It looks like Cisco is now walking away from its artist website-building EOS platform, according to multiple sources.
EOS is the backend system powering a long list of Warner Music Group artist websites, including those for Lupe Fiasco, Bruno Mars, Travie McCoy, Sean Paul, Plies, Cee-Lo, Flo Rida, T.I., Trey Songz, Christina Perri, Kid Rock, and B.o.B., among many others. “There’s no contingency plan to migrate those artist sites,” one source inside the company told Digital Music News. “They can’t just migrate those sites to WordPress or tumblr, from a technology standpoint they’d have to rebuild them.”
One Cisco staffer has pointed to a serious pare-down or complete closure of the unit, and an official statement eventually followed. “We are currently assessing the go-forward plan for Eos,” Cisco executive Karen Tillman told Digital Music News. “We are assessing core video technology integration of Cisco’s EOS media solutions business or other market opportunities for this business.”
Sounds like they’re moving on, a decision that fits into a much larger restructuring at Cisco. The company is ditching its Flip cam and other consumer expansions and redialing towards core competencies like networking routing.
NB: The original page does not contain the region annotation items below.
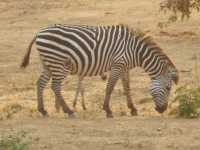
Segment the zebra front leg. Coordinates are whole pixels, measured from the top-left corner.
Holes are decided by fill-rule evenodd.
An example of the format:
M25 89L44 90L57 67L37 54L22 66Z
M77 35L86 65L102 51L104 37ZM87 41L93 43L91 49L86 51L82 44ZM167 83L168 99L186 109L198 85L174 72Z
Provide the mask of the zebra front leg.
M77 87L76 87L76 93L75 93L75 97L74 97L74 101L73 101L73 107L74 107L74 109L76 108L76 104L77 104L77 100L78 100L78 95L79 95L80 90L81 90L81 85L82 85L82 78L79 77L78 78L78 82L77 82Z
M86 110L84 92L85 90L84 90L83 84L81 83L81 97L82 97L81 104L82 104L83 110Z
M122 74L122 84L124 88L124 94L126 95L127 99L127 106L131 109L131 115L137 115L137 109L135 108L131 95L130 95L130 79L129 79L129 72L125 72Z
M57 99L55 100L55 108L56 108L56 112L59 113L60 112L60 103Z
M74 112L65 103L64 98L61 94L61 83L63 79L52 79L51 88L55 94L56 101L59 101L64 113L68 113L69 117L74 117Z
M44 117L47 117L48 113L44 109L43 91L49 79L50 79L50 74L46 71L42 73L42 75L39 77L37 81L37 101L38 101L37 109Z
M110 109L110 97L112 94L112 91L117 83L117 80L119 79L121 75L121 69L111 69L111 73L108 79L107 87L106 87L106 95L105 100L103 104L103 109L106 111L106 117L107 118L113 118L112 111Z

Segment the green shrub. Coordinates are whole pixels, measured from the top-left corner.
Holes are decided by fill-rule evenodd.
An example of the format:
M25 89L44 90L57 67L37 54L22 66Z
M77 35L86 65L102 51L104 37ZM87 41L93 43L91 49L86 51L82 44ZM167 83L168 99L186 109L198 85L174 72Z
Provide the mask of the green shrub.
M15 134L0 136L0 150L27 150L26 135L27 132L20 131Z
M174 102L178 102L177 115L185 118L197 118L200 116L200 88L182 86L176 90Z

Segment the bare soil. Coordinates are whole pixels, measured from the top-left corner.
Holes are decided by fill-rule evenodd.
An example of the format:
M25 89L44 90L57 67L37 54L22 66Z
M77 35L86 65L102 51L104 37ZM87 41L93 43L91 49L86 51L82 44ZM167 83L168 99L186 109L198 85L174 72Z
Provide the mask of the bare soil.
M194 81L195 57L200 58L200 17L176 22L166 29L157 23L166 19L159 12L160 0L1 0L0 1L0 135L25 130L34 139L33 150L199 150L200 120L171 115L171 103L178 86ZM19 65L27 46L42 27L50 24L105 25L124 23L150 34L173 60L180 72L180 83L173 86L170 106L160 115L148 93L149 78L141 69L131 71L131 94L139 116L131 117L121 83L112 95L114 119L106 119L102 103L106 82L99 77L85 78L88 110L80 102L77 118L69 120L56 113L49 86L45 106L50 117L36 110L35 82L41 71L38 53L33 49L26 70ZM91 82L92 81L92 82ZM72 107L76 76L63 84L65 101Z

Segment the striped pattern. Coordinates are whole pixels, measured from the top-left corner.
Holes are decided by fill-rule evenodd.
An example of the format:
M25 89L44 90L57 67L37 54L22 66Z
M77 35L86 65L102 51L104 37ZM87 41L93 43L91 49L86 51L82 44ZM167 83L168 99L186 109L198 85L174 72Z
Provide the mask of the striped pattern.
M167 95L170 91L166 90L162 98L158 98L160 89L166 89L172 80L178 81L177 69L161 48L151 38L141 36L125 25L58 24L44 28L31 42L22 67L28 64L34 41L44 66L44 72L38 80L38 110L43 115L47 112L44 110L42 94L50 78L52 78L52 90L63 111L70 116L73 114L61 95L62 80L69 73L84 77L110 71L103 106L107 117L112 117L109 101L119 78L122 79L131 114L137 114L130 96L128 75L130 69L142 67L149 74L152 79L150 93L158 112L166 109Z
So what happens next? Sources noted that a transition window most likely exists, though details on the Cisco-WMG contract were unknown. Digging deeper, sources also pointed to a validating moment for the now-departed SVP of Emerging Technology Ethan Kaplan, apparently an opponent of outsourcing the websites to Cisco and a proponent of a more homegrown, Drupal-powered solution (Drupal is an open source framework for building sites). Others, including EVP of Digital Strategy & Business Development Michael Nash, were said to have backed the Cisco partnership.
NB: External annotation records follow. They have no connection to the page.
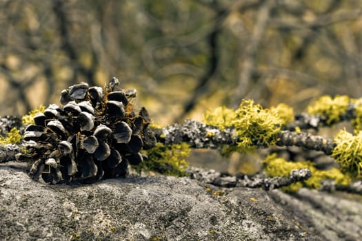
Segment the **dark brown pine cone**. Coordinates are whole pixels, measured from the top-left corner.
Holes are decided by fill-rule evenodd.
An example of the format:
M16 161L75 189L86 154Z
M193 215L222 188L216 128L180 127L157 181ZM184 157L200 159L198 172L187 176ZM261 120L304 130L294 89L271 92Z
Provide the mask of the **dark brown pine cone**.
M63 90L63 106L50 105L34 116L23 135L25 153L17 155L29 161L29 175L50 183L125 176L128 163L137 165L140 154L156 145L148 128L150 118L142 107L135 112L130 99L136 90L116 90L113 78L105 88L86 83Z

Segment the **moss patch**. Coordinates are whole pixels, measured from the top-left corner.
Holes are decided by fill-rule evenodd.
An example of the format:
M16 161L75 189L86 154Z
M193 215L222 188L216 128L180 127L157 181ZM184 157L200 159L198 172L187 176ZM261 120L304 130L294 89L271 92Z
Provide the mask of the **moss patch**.
M336 136L336 144L332 157L341 165L341 170L354 176L362 177L362 132L353 135L341 130Z
M6 136L0 136L0 144L19 144L21 142L20 131L13 127L8 133Z
M28 113L28 114L24 115L21 118L21 122L24 125L34 124L34 116L35 116L37 114L44 112L45 110L46 107L44 105L41 105L39 108L34 109Z

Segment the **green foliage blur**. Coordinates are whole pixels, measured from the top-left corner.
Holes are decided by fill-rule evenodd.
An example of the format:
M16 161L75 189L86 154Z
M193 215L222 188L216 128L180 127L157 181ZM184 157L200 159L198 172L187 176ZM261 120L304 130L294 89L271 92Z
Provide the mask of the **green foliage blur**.
M362 93L362 0L3 0L0 13L0 116L112 76L162 125Z
M112 76L155 123L362 93L362 1L0 1L0 115Z

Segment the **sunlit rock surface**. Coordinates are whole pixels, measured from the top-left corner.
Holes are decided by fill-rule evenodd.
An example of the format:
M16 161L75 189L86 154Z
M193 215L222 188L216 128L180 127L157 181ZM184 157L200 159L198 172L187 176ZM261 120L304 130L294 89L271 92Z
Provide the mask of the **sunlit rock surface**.
M50 185L7 163L0 165L0 240L359 240L361 200L167 176Z

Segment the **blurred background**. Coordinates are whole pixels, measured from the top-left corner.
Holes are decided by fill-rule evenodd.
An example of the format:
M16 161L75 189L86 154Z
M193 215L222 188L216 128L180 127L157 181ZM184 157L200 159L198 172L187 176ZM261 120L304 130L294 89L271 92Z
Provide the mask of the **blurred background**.
M0 0L0 115L116 76L161 125L362 95L362 0ZM210 157L211 158L211 157Z

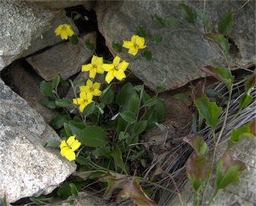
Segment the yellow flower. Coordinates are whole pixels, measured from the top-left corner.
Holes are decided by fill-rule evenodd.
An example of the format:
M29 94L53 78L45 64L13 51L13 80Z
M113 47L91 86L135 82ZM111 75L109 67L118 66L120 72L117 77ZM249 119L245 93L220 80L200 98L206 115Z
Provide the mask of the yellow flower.
M63 140L59 146L61 148L61 155L66 157L69 161L75 159L75 151L81 146L81 142L77 140L75 140L75 136L70 136L66 142Z
M93 102L93 97L92 93L80 92L79 98L73 99L73 104L79 105L79 110L83 112L85 106Z
M85 93L91 93L93 96L99 96L101 91L99 90L101 83L95 82L94 84L91 80L87 80L86 86L79 86L80 92Z
M119 81L126 77L124 72L127 68L129 63L125 60L123 60L120 63L120 60L121 58L116 56L112 64L103 64L102 65L102 68L107 72L105 80L108 84L109 84L115 77Z
M54 31L56 36L61 35L61 39L67 39L67 37L72 37L75 33L71 26L67 24L60 25Z
M131 41L123 41L123 47L129 49L128 53L135 56L139 49L146 48L147 46L144 45L144 37L139 37L138 35L133 35L131 38Z
M89 76L95 78L96 73L104 73L104 70L101 68L103 64L103 57L98 57L93 55L91 64L82 65L82 72L89 71Z

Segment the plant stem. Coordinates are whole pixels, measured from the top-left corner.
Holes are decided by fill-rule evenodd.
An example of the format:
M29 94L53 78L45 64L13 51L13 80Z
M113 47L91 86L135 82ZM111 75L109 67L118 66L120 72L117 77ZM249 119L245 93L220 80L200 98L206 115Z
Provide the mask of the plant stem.
M222 125L221 131L219 132L219 136L218 136L218 138L217 140L217 142L215 144L213 157L212 157L212 159L211 159L211 165L210 174L209 174L209 175L208 177L205 189L204 189L203 193L202 200L201 200L201 205L203 205L203 200L204 200L204 197L205 197L205 192L206 192L206 190L207 189L207 188L209 187L209 181L210 181L210 179L211 179L211 175L212 175L212 173L213 173L213 167L214 167L214 163L215 163L215 160L216 152L217 152L217 147L218 147L218 144L219 144L219 141L221 140L222 134L223 134L223 132L224 131L225 126L226 126L227 115L228 115L228 113L229 113L229 104L230 104L230 101L231 101L231 99L232 88L233 88L233 84L231 85L231 88L230 91L229 92L229 98L228 98L227 104L226 112L225 114L223 124ZM215 132L213 132L213 134Z

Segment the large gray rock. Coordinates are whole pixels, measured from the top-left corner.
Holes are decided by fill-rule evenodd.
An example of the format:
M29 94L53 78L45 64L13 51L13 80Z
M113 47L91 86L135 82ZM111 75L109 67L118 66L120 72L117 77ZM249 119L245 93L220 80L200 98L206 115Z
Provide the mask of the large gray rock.
M48 194L76 169L58 149L61 140L35 110L0 79L0 201Z
M153 53L153 60L147 62L144 58L129 55L129 69L145 84L151 89L164 85L167 90L185 85L189 80L204 76L200 68L205 64L215 66L225 65L217 50L210 45L201 35L192 31L171 32L176 28L169 25L168 29L159 29L153 23L155 14L167 18L180 17L178 8L180 2L189 5L195 11L205 12L215 21L227 12L237 11L235 25L228 37L233 41L231 61L243 65L255 60L255 4L243 1L99 1L95 8L99 31L106 40L111 52L117 54L111 48L113 42L123 44L123 40L129 41L135 34L136 27L146 29L149 38L161 33L164 41L152 44L147 41L147 47ZM192 26L181 21L185 29ZM168 25L168 23L167 23ZM202 26L200 28L203 29ZM202 29L203 31L203 29ZM151 45L149 46L149 45ZM237 48L236 48L237 47ZM123 49L123 58L127 56L127 49ZM231 64L233 66L233 64Z
M95 44L96 37L95 32L90 33L79 39L77 45L62 43L26 60L45 80L51 80L58 74L66 80L80 71L82 64L91 58L93 51L85 48L84 41L89 39Z
M51 10L24 1L0 1L0 70L15 60L61 42L54 30L61 23L69 23L65 11Z
M30 67L26 64L19 62L13 62L9 68L8 75L15 88L18 88L18 94L43 117L46 123L49 124L52 117L59 115L59 112L40 103L40 100L43 98L40 90L42 79L35 72L30 72Z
Other major labels declined the Cisco overtures, partly because of this exact risk. Third-parties can evaporate overnight, and create serious and sudden transition issues. Cisco also failed to gain critical mass among the other three majors, and its deal with the NHL may have been problematic. “In the dealmaking, they could never get past Warner, in fact the couldn’t even get all of Warner,” another source noted.